What it means for South Africa

Roodt said the impact on the South African economy and financial markets is similar to that of global markets.
“The high oil price means that the Reserve Bank is likely to postpone a reduction in interest rates now,” he said.
In a worst-case scenario, the central bank may even raise interest rates, especially given South Africa’s inflation target now at 3%.
“The best-case scenario is for the Reserve Bank to postpone an interest rate reduction and for the South African economy not to be affected that much,” he said.
He said the most important aspect of the Iran conflict is South Africa’s international political positioning.
“Recently, South Africa had some military exercises with Iran, and clearly, you do not mess with America,” he said.
South Africa is seen as part of a political bloc which includes Iran, along with a few other nations like Russia and China.
Roodt added that the Iran conflict revealed that BRICS, as a political grouping, is obviously toothless.
“So, it could be an economic grouping, but certainly not a political grouping. We do not hear anything from BRICS so far,” he said.
Also, there is a possible international impact – Iran is one of Russia’s suppliers of military equipment.
That is likely to come to an end now, and that will certainly not be good news for Russia, which is engaged in a war in Ukraine.
However, the good news for Russia is that the emphasis has shifted to the Middle East now, largely moving away from Ukraine.

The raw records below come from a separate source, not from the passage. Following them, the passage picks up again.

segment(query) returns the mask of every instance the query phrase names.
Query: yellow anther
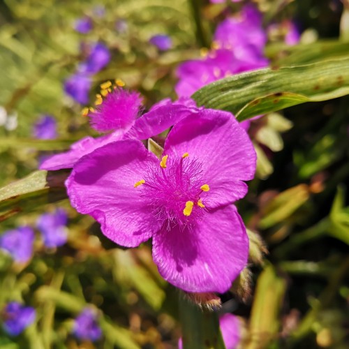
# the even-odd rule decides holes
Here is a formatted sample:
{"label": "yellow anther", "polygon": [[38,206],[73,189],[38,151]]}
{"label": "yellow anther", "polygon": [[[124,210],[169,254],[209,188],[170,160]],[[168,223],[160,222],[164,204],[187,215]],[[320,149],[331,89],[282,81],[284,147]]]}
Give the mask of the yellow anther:
{"label": "yellow anther", "polygon": [[137,188],[138,186],[140,186],[142,184],[144,184],[144,183],[145,183],[145,181],[144,179],[141,179],[140,181],[138,181],[137,183],[135,183],[135,185],[133,186],[135,188]]}
{"label": "yellow anther", "polygon": [[96,94],[94,105],[100,105],[103,103],[103,99],[102,98],[102,96],[100,94]]}
{"label": "yellow anther", "polygon": [[103,82],[103,84],[101,84],[101,88],[102,89],[107,89],[112,86],[112,82],[111,81],[107,81],[105,82]]}
{"label": "yellow anther", "polygon": [[119,86],[120,87],[124,87],[124,86],[125,86],[125,82],[124,82],[124,81],[122,81],[121,79],[116,79],[115,84],[117,84],[117,85]]}
{"label": "yellow anther", "polygon": [[168,161],[168,155],[165,155],[165,156],[163,156],[161,161],[160,161],[160,165],[163,168],[166,168],[166,161]]}
{"label": "yellow anther", "polygon": [[83,117],[87,117],[89,114],[89,109],[85,107],[82,111],[81,114]]}
{"label": "yellow anther", "polygon": [[101,91],[101,94],[103,97],[105,97],[106,96],[107,96],[108,94],[109,94],[109,91],[107,89],[103,89]]}
{"label": "yellow anther", "polygon": [[193,211],[193,206],[194,206],[194,202],[193,202],[193,201],[187,201],[186,202],[186,207],[183,210],[183,214],[184,216],[190,216]]}
{"label": "yellow anther", "polygon": [[200,49],[200,54],[202,57],[205,57],[209,53],[209,50],[206,47],[202,47]]}
{"label": "yellow anther", "polygon": [[212,45],[211,45],[211,47],[214,50],[218,50],[221,48],[221,45],[219,43],[217,43],[217,41],[214,41]]}

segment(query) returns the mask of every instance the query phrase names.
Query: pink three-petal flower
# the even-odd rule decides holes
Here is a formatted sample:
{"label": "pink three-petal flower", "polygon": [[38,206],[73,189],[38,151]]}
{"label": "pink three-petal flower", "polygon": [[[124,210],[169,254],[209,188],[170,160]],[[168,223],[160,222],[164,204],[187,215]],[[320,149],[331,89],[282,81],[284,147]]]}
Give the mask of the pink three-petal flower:
{"label": "pink three-petal flower", "polygon": [[175,286],[225,292],[247,262],[246,230],[231,204],[253,177],[253,144],[231,114],[187,107],[163,155],[130,138],[84,156],[66,182],[72,205],[119,245],[151,237],[159,272]]}

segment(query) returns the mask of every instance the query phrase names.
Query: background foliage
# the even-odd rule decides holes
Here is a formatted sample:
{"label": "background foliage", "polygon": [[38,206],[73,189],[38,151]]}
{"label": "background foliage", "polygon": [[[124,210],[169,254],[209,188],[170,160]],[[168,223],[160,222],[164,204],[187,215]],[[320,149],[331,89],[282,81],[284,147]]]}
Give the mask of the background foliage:
{"label": "background foliage", "polygon": [[[303,34],[292,47],[269,40],[270,68],[218,81],[193,96],[199,104],[232,111],[241,120],[268,114],[249,130],[258,173],[239,203],[251,232],[251,280],[242,276],[239,285],[221,295],[221,311],[241,316],[242,348],[348,348],[346,13],[334,0],[253,2],[263,12],[266,27],[295,19]],[[103,17],[94,15],[101,4]],[[17,115],[18,122],[15,129],[4,123],[0,127],[1,232],[35,226],[40,214],[57,206],[69,216],[64,246],[47,249],[38,234],[30,262],[19,265],[0,254],[0,309],[17,300],[38,312],[21,336],[0,332],[1,348],[77,348],[82,344],[70,334],[73,319],[87,304],[99,309],[104,337],[84,348],[177,346],[179,292],[158,275],[151,245],[117,248],[91,218],[70,207],[63,185],[67,172],[35,171],[43,154],[67,149],[86,134],[96,135],[81,117],[81,106],[63,91],[64,80],[83,58],[82,40],[101,40],[112,55],[94,76],[91,101],[101,82],[117,78],[139,90],[149,107],[163,98],[175,98],[176,67],[209,45],[225,6],[199,0],[0,2],[0,105],[7,118]],[[84,15],[94,21],[86,36],[73,30],[75,20]],[[127,24],[121,33],[115,27],[121,20]],[[171,36],[172,50],[161,53],[149,44],[158,33]],[[32,136],[43,113],[56,117],[57,140]],[[265,256],[260,236],[269,251]],[[240,293],[244,288],[244,297],[237,287]]]}

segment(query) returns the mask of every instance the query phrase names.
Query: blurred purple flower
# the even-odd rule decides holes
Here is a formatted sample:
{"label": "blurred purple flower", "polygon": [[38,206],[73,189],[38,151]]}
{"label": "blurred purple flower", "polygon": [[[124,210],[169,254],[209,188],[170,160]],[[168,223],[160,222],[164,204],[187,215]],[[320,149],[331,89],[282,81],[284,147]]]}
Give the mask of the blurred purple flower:
{"label": "blurred purple flower", "polygon": [[262,27],[261,13],[251,5],[245,6],[239,16],[227,18],[218,24],[214,43],[219,47],[234,50],[240,59],[248,60],[248,54],[262,57],[267,35]]}
{"label": "blurred purple flower", "polygon": [[89,76],[81,73],[74,74],[64,82],[64,91],[79,103],[87,104],[91,84]]}
{"label": "blurred purple flower", "polygon": [[177,95],[190,96],[217,80],[267,66],[263,55],[266,40],[261,14],[253,6],[244,6],[239,16],[225,20],[217,27],[214,50],[205,57],[178,67]]}
{"label": "blurred purple flower", "polygon": [[58,247],[66,242],[67,220],[66,212],[62,209],[57,209],[52,214],[43,214],[39,217],[37,226],[41,232],[46,247]]}
{"label": "blurred purple flower", "polygon": [[85,308],[75,318],[73,332],[80,340],[95,341],[102,336],[102,330],[97,323],[96,313]]}
{"label": "blurred purple flower", "polygon": [[[124,94],[117,93],[113,98],[123,98]],[[139,108],[140,98],[135,98],[134,105],[130,106],[130,110],[135,117],[137,113],[135,110]],[[128,101],[128,103],[130,101]],[[102,103],[103,105],[104,102]],[[113,101],[113,105],[117,106],[124,103],[117,98]],[[110,105],[110,114],[113,108]],[[101,109],[103,110],[103,109]],[[128,117],[128,121],[121,121],[119,124],[115,124],[115,130],[110,135],[103,135],[97,138],[85,137],[74,143],[70,149],[53,155],[45,159],[40,165],[41,170],[57,170],[61,168],[71,168],[74,164],[83,156],[91,153],[94,150],[100,148],[111,142],[120,140],[124,138],[135,138],[139,140],[146,140],[151,136],[158,135],[165,130],[169,128],[179,122],[182,118],[190,114],[193,114],[198,110],[195,102],[190,98],[179,98],[179,101],[172,103],[170,98],[167,98],[161,102],[153,105],[148,112],[144,113],[141,117],[132,120]],[[116,110],[117,112],[117,110]],[[117,112],[117,115],[121,117],[122,114]],[[126,113],[126,116],[130,116]],[[123,128],[121,126],[124,125]],[[108,122],[108,128],[110,124]],[[131,128],[128,130],[128,128]],[[126,132],[126,133],[125,133]]]}
{"label": "blurred purple flower", "polygon": [[115,88],[89,114],[91,126],[99,132],[119,130],[126,133],[135,122],[141,105],[140,94]]}
{"label": "blurred purple flower", "polygon": [[290,46],[297,45],[299,42],[301,37],[297,25],[292,21],[286,21],[283,25],[285,26],[287,31],[285,36],[285,43]]}
{"label": "blurred purple flower", "polygon": [[267,64],[264,58],[254,59],[253,55],[244,59],[235,56],[235,51],[219,49],[201,59],[193,59],[181,64],[177,68],[179,78],[175,90],[180,97],[188,97],[201,87],[227,76]]}
{"label": "blurred purple flower", "polygon": [[0,248],[10,253],[16,262],[25,263],[33,255],[34,232],[29,227],[19,227],[0,236]]}
{"label": "blurred purple flower", "polygon": [[149,43],[156,46],[161,51],[167,51],[172,47],[172,40],[165,34],[157,34],[151,36]]}
{"label": "blurred purple flower", "polygon": [[[221,333],[226,349],[235,349],[240,341],[240,324],[232,314],[225,314],[219,318]],[[179,349],[183,348],[183,341],[178,341]]]}
{"label": "blurred purple flower", "polygon": [[272,40],[281,41],[292,46],[299,42],[299,29],[294,22],[286,20],[281,23],[272,23],[268,26],[268,34]]}
{"label": "blurred purple flower", "polygon": [[79,66],[79,71],[84,74],[94,74],[101,70],[110,61],[110,52],[105,45],[94,44],[86,61]]}
{"label": "blurred purple flower", "polygon": [[92,20],[89,17],[83,17],[77,20],[75,29],[82,34],[87,34],[92,29]]}
{"label": "blurred purple flower", "polygon": [[53,140],[57,137],[57,123],[51,115],[42,115],[35,123],[33,135],[39,140]]}
{"label": "blurred purple flower", "polygon": [[[230,113],[172,105],[174,117],[174,107],[187,114],[170,131],[161,161],[139,140],[109,143],[75,163],[68,194],[117,244],[151,237],[159,272],[176,287],[224,292],[247,262],[246,230],[231,204],[247,193],[255,152]],[[149,120],[168,122],[168,108]]]}
{"label": "blurred purple flower", "polygon": [[17,302],[8,303],[3,311],[3,328],[10,336],[18,336],[35,320],[36,311]]}

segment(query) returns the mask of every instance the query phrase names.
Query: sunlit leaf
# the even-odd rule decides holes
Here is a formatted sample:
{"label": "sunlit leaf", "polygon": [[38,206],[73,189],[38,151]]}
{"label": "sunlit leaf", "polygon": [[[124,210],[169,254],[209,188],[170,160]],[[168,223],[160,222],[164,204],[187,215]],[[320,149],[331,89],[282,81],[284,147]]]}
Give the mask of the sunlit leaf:
{"label": "sunlit leaf", "polygon": [[199,105],[232,112],[239,121],[349,94],[349,58],[237,74],[196,91]]}

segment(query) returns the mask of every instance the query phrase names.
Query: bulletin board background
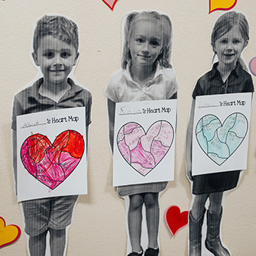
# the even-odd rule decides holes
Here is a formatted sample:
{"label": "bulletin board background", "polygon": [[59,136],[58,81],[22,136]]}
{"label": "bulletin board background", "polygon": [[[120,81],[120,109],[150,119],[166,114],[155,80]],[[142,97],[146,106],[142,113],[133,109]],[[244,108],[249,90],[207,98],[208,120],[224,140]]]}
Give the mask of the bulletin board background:
{"label": "bulletin board background", "polygon": [[[223,11],[209,15],[209,0],[118,0],[112,11],[101,0],[5,0],[0,2],[0,215],[6,225],[21,227],[21,238],[0,249],[0,255],[27,255],[20,209],[14,190],[11,113],[14,94],[34,79],[37,70],[29,55],[33,25],[45,14],[73,18],[79,29],[79,63],[75,76],[92,94],[92,122],[89,147],[87,196],[81,196],[70,229],[66,255],[126,255],[125,201],[112,186],[112,158],[109,147],[105,86],[120,67],[122,21],[134,10],[167,13],[173,28],[173,66],[179,83],[175,180],[160,197],[161,255],[187,255],[187,227],[173,238],[164,213],[170,205],[189,210],[190,185],[185,174],[185,140],[192,91],[196,80],[211,67],[212,25]],[[256,5],[238,0],[235,10],[250,23],[246,63],[256,56]],[[256,78],[253,76],[254,86]],[[256,251],[256,105],[254,104],[248,170],[238,187],[228,195],[222,235],[232,255],[253,256]]]}

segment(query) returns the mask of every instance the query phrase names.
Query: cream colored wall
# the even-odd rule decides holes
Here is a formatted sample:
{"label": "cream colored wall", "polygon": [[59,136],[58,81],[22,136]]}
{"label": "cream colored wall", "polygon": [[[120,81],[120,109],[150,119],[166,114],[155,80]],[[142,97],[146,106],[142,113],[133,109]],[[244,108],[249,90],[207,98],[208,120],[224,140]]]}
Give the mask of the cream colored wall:
{"label": "cream colored wall", "polygon": [[[75,76],[92,93],[92,124],[89,152],[89,195],[82,196],[70,230],[67,255],[125,255],[125,208],[112,186],[112,156],[104,88],[119,68],[121,24],[133,10],[156,9],[172,19],[174,41],[173,64],[179,82],[178,128],[176,140],[175,181],[160,198],[162,255],[187,255],[187,227],[174,238],[164,219],[164,210],[178,205],[188,210],[190,186],[185,176],[185,137],[193,88],[211,66],[209,44],[212,24],[223,11],[208,14],[209,0],[118,0],[114,11],[101,0],[5,0],[0,2],[0,215],[7,225],[23,226],[14,192],[11,157],[11,108],[14,94],[36,75],[29,53],[32,27],[38,18],[58,13],[74,19],[80,33],[80,57]],[[244,11],[251,24],[251,39],[245,52],[246,63],[255,57],[256,18],[253,0],[238,0],[235,9]],[[256,79],[254,76],[256,85]],[[225,244],[232,255],[255,255],[256,118],[252,112],[248,170],[238,189],[227,197],[223,223]],[[0,255],[26,255],[21,234],[14,245],[0,249]]]}

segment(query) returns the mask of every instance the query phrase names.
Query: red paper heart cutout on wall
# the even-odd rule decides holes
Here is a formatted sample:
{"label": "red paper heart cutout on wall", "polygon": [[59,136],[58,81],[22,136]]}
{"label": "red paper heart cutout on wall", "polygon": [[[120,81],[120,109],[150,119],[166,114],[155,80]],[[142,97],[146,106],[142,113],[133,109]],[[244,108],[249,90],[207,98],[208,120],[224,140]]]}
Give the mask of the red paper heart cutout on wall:
{"label": "red paper heart cutout on wall", "polygon": [[112,11],[113,11],[114,7],[118,0],[102,0],[102,2],[104,2],[104,3],[106,4],[111,8]]}
{"label": "red paper heart cutout on wall", "polygon": [[16,225],[5,226],[5,219],[0,217],[0,248],[11,245],[18,239],[21,228]]}
{"label": "red paper heart cutout on wall", "polygon": [[30,174],[54,190],[76,169],[83,151],[83,136],[67,130],[60,133],[53,144],[41,134],[28,137],[21,146],[21,158]]}
{"label": "red paper heart cutout on wall", "polygon": [[165,211],[165,222],[170,234],[174,236],[175,234],[182,228],[187,225],[189,211],[180,212],[179,206],[171,206]]}

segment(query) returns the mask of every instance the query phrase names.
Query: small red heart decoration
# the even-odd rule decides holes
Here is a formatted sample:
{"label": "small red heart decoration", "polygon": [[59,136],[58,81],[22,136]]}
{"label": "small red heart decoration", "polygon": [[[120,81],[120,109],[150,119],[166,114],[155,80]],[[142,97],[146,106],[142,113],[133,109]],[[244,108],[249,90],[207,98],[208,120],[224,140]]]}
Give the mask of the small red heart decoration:
{"label": "small red heart decoration", "polygon": [[118,0],[102,0],[102,2],[106,4],[112,11],[113,11],[114,7],[116,4],[116,2],[118,2]]}
{"label": "small red heart decoration", "polygon": [[182,228],[187,225],[189,211],[180,212],[179,206],[171,206],[167,209],[164,214],[165,222],[170,234],[175,234]]}
{"label": "small red heart decoration", "polygon": [[11,245],[18,239],[21,228],[16,225],[5,226],[5,219],[0,217],[0,248]]}
{"label": "small red heart decoration", "polygon": [[30,174],[54,190],[76,169],[83,151],[83,136],[67,130],[60,133],[53,144],[41,134],[28,137],[21,146],[21,158]]}

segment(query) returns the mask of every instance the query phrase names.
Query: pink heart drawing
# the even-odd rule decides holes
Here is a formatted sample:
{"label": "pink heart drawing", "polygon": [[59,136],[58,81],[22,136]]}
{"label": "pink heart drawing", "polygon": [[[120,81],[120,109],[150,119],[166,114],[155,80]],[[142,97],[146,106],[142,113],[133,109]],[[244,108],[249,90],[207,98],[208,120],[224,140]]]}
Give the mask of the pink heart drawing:
{"label": "pink heart drawing", "polygon": [[173,141],[173,126],[164,120],[154,122],[147,133],[139,124],[128,122],[117,135],[122,156],[142,176],[149,173],[163,160]]}
{"label": "pink heart drawing", "polygon": [[118,2],[118,0],[102,0],[102,2],[106,4],[112,11],[113,11],[114,7],[116,4],[116,2]]}
{"label": "pink heart drawing", "polygon": [[30,174],[54,190],[75,170],[83,151],[83,136],[67,130],[60,133],[53,144],[41,134],[28,137],[22,144],[21,158]]}

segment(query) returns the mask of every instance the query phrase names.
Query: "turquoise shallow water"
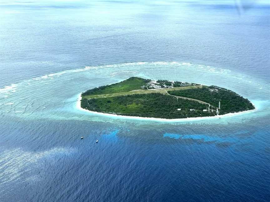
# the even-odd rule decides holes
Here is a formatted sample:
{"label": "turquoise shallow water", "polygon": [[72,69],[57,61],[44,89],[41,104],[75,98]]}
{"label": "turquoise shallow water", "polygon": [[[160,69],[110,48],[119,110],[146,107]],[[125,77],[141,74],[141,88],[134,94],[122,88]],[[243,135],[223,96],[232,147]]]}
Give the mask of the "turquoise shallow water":
{"label": "turquoise shallow water", "polygon": [[[265,3],[1,2],[0,201],[268,201]],[[217,85],[257,110],[164,122],[76,108],[133,76]]]}

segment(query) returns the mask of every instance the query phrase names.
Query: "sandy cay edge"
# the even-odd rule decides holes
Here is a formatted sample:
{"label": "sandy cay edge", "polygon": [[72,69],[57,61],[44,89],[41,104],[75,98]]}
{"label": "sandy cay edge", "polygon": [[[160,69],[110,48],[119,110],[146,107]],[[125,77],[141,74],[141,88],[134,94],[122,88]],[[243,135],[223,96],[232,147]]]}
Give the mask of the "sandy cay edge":
{"label": "sandy cay edge", "polygon": [[[80,93],[79,95],[78,99],[77,100],[76,103],[76,108],[81,111],[86,112],[92,114],[99,114],[105,116],[107,117],[114,117],[122,118],[127,118],[128,119],[133,119],[140,120],[146,120],[148,121],[155,121],[162,122],[175,122],[177,121],[196,121],[198,120],[202,120],[206,119],[212,119],[213,118],[219,118],[222,117],[231,117],[236,115],[239,115],[242,114],[250,113],[253,112],[257,109],[255,108],[254,109],[251,109],[248,111],[244,111],[243,112],[236,112],[235,113],[229,113],[223,115],[218,115],[214,116],[204,117],[192,117],[190,118],[174,118],[172,119],[168,119],[167,118],[153,118],[151,117],[140,117],[131,116],[123,116],[122,115],[117,115],[117,114],[112,114],[102,113],[102,112],[97,112],[90,111],[87,109],[85,109],[81,107],[81,100],[82,99],[82,94]],[[255,107],[255,105],[252,103],[252,104]]]}

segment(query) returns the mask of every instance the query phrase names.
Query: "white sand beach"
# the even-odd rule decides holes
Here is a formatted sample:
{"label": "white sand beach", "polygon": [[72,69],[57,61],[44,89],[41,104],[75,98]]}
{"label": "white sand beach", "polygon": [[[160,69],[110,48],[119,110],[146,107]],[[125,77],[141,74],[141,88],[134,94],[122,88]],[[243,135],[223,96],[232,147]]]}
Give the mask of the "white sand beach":
{"label": "white sand beach", "polygon": [[[254,109],[249,110],[248,111],[240,112],[236,112],[235,113],[229,113],[223,115],[218,115],[214,116],[204,117],[192,117],[190,118],[174,118],[172,119],[168,119],[167,118],[154,118],[152,117],[140,117],[131,116],[123,116],[122,115],[118,115],[117,114],[112,114],[102,113],[101,112],[97,112],[90,111],[85,109],[83,109],[81,107],[81,100],[82,99],[81,94],[80,94],[78,96],[78,99],[76,104],[76,108],[78,109],[84,111],[91,113],[92,114],[98,114],[106,117],[111,117],[115,118],[126,118],[128,119],[133,119],[140,120],[145,120],[148,121],[154,121],[160,122],[178,122],[180,121],[194,121],[202,120],[207,119],[218,119],[222,117],[230,117],[236,115],[238,115],[243,113],[246,113],[254,112],[257,110],[256,108]],[[255,105],[252,103],[253,105],[255,107]]]}

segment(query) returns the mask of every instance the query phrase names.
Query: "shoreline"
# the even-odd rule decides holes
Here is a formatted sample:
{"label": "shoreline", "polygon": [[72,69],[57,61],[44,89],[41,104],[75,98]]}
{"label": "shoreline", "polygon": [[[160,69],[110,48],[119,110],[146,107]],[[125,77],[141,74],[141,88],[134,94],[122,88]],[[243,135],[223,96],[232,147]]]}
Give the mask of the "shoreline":
{"label": "shoreline", "polygon": [[141,117],[132,116],[124,116],[123,115],[118,115],[117,114],[112,114],[108,113],[102,113],[102,112],[98,112],[94,111],[91,111],[87,110],[85,109],[82,108],[81,107],[81,100],[82,99],[82,94],[80,93],[79,95],[78,99],[77,100],[76,103],[76,108],[79,110],[86,112],[92,114],[98,114],[107,117],[112,117],[121,118],[126,118],[128,119],[133,119],[135,120],[145,120],[148,121],[154,121],[161,122],[177,122],[179,121],[198,121],[203,119],[212,119],[214,118],[220,118],[226,117],[231,117],[235,115],[239,115],[245,113],[250,113],[255,111],[257,110],[257,109],[255,107],[255,106],[252,102],[251,103],[255,108],[254,109],[251,109],[248,111],[239,112],[235,112],[234,113],[229,113],[225,114],[222,115],[217,115],[214,116],[203,117],[190,117],[189,118],[173,118],[172,119],[168,119],[167,118],[154,118],[153,117]]}

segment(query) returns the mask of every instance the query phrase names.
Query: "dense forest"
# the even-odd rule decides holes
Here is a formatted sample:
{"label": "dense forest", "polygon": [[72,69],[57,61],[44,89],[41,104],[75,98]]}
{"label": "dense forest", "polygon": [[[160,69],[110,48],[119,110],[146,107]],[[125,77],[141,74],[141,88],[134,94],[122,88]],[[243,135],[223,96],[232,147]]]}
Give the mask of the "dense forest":
{"label": "dense forest", "polygon": [[[160,93],[137,94],[87,100],[83,98],[83,108],[90,111],[126,116],[179,118],[215,116],[215,111],[202,111],[208,106]],[[181,108],[178,110],[178,108]],[[190,109],[195,109],[190,111]]]}
{"label": "dense forest", "polygon": [[218,107],[218,103],[220,101],[220,115],[254,108],[247,99],[232,91],[214,86],[168,92],[172,95],[199,100],[216,107]]}

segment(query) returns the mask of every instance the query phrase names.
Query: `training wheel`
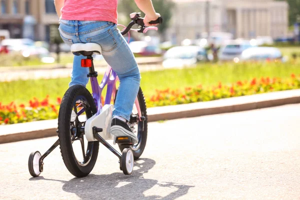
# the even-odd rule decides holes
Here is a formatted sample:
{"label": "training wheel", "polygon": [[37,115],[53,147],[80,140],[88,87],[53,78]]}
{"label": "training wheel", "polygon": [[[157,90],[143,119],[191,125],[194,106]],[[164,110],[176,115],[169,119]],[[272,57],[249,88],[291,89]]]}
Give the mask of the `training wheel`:
{"label": "training wheel", "polygon": [[28,160],[28,168],[30,174],[34,177],[38,176],[40,172],[40,158],[42,155],[40,152],[32,152],[29,156]]}
{"label": "training wheel", "polygon": [[122,152],[122,170],[125,175],[130,175],[134,170],[134,152],[130,148],[124,148]]}

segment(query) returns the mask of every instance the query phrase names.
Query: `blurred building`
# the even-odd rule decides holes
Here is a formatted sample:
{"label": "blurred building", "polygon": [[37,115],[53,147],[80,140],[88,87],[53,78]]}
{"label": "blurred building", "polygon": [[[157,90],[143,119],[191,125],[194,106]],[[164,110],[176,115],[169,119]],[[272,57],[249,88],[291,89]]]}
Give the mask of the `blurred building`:
{"label": "blurred building", "polygon": [[0,0],[0,30],[11,38],[50,40],[50,26],[58,24],[54,0]]}
{"label": "blurred building", "polygon": [[224,32],[236,38],[286,36],[288,5],[275,0],[173,0],[176,3],[168,38],[178,44]]}

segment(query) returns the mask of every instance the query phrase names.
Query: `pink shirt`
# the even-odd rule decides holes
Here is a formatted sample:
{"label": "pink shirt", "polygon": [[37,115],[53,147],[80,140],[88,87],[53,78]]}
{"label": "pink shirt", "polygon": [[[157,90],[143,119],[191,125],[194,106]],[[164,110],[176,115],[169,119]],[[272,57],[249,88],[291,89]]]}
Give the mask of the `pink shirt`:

“So, all in all, there’s a lot of uncertainty, and we simply have to wait and see what is going to happen,” he said.
The National Treasury is confident about South Africa’s finances

On Monday, 2 March 2026, the National Treasury said South Africa’s stronger public finances have given the country a sizable cushion to absorb external shocks.
It added that these shocks include the fallout from the conflict in Iran, which significantly affected global markets.
“It would take a very large shock to derail our fiscal plans,” Treasury Director-General Duncan Pieterse told Bloomberg in an interview. “We have geared ourselves in a way that we can manage some deviation.”
The Treasury projects a primary surplus, which measures revenue minus non-interest spending, of R131 billion in the fiscal year through March 2027.
That’s R60 billion more than this fiscal year’s surplus, which was 0.9% of GDP and will stabilise South Africa’s debt-to-GDP ratio.
For South Africa to be pushed off this path of fiscal consolidation, revenue would either have to fall by R60 billion or government spending would have to jump by the same amount.
The Iran war could affect South Africa’s economic outlook if it persists and impact global growth or oil prices.
However, any headwinds from higher crude prices could be offset by higher prices for gold and other commodities.